Tag Archives: Mitzvah

Introduction to Mishneh Torah – Part 1

The Rambam begins his monumental code of law with an introduction to explain the foundations of Judaism and the chain of the Torah’s transmission from one generation to the next.

Read the full text of the Introduction here. 

Summary: The Rambam explains that the Torah has two components: the Written and the Oral. At Mount Sinai, Moses received the Two Tablets which contained the Ten Commandments. From then on, over the period of forty years in the Wilderness, he composed the Torah as dictated to him by God. At the same time, God explained all the commandments and teachings of the Torah to Moses, and Moses then taught them to the nation. The Written Torah itself is just an encrypted, shorthand summary of God’s Law. To truly understand the Torah, one needs the Oral Tradition to extract its deeper meaning.

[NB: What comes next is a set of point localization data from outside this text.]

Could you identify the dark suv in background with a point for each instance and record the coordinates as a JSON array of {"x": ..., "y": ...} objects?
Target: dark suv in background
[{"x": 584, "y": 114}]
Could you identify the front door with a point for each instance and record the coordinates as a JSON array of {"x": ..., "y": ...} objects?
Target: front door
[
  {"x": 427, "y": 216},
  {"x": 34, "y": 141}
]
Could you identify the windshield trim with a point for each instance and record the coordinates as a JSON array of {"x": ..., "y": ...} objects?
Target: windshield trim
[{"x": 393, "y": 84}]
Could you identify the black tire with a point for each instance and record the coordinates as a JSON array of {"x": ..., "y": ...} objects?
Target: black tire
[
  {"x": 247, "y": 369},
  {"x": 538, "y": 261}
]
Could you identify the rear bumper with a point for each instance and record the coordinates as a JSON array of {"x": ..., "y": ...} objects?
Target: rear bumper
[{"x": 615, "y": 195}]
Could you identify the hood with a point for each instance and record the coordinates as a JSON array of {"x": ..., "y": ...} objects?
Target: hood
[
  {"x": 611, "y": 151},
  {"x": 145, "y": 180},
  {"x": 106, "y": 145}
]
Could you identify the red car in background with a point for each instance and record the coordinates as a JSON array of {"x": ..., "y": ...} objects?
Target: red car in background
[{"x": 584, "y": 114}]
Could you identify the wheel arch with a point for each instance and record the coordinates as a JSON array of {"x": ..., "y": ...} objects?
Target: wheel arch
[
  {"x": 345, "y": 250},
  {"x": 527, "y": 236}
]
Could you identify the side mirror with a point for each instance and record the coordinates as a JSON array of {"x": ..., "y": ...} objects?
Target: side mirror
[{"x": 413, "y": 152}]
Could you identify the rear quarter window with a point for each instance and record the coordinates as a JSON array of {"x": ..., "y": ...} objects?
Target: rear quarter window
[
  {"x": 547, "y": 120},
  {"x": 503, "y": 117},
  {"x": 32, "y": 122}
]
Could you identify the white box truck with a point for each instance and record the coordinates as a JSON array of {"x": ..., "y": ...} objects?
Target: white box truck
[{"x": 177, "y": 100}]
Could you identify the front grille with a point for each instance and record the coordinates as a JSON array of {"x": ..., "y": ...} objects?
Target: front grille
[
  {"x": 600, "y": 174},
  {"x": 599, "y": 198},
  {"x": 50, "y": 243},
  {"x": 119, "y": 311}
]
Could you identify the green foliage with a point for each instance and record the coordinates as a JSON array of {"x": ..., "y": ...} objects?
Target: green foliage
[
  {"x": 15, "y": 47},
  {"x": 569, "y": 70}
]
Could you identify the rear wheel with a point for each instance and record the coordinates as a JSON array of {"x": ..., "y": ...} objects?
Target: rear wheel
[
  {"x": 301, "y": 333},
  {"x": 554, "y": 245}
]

The Rambam cites Exodus 24:12 as proof: “And I will give you the Tablets of Stone, the Torah, and the mitzvah.” The phrasing seems redundant – does not the Torah contain all the mitzvot? What is meant here is that God gave Moses the Written Torah, but also explained it to him orally, hence “the mitzvah“, literally “the command”. The Rambam further cites Deuteronomy 13:1, where Moses tells the people: “Be careful to observe everything that I prescribe to you.” In other words, Moses gave over more than just a written text, but also a set of oral teachings that the nation must carefully adhere to.

Insight: To properly understand Jewish law, one must grasp the fact that there is both a Written and Oral Law. It is nearly impossible to understand the Torah without the Oral Tradition. For instance, the Torah states four different times to bind a symbol upon one’s arm and between one’s eyes (the mitzvah of tefillin), yet nowhere does it say what this symbol looks like, or how it is to be bound. Similarly, the Torah states multiple times to tie fringes onto the corners of one’s clothes, but does not explain how these fringes must be tied or what exactly they should look like. Such information comes from the oral teachings, as transmitted by the Prophets and Sages over the millennia. In the coming passages, the Rambam will carefully lay out the chain of transmission, and the exact figures that passed on the Torah over the generations.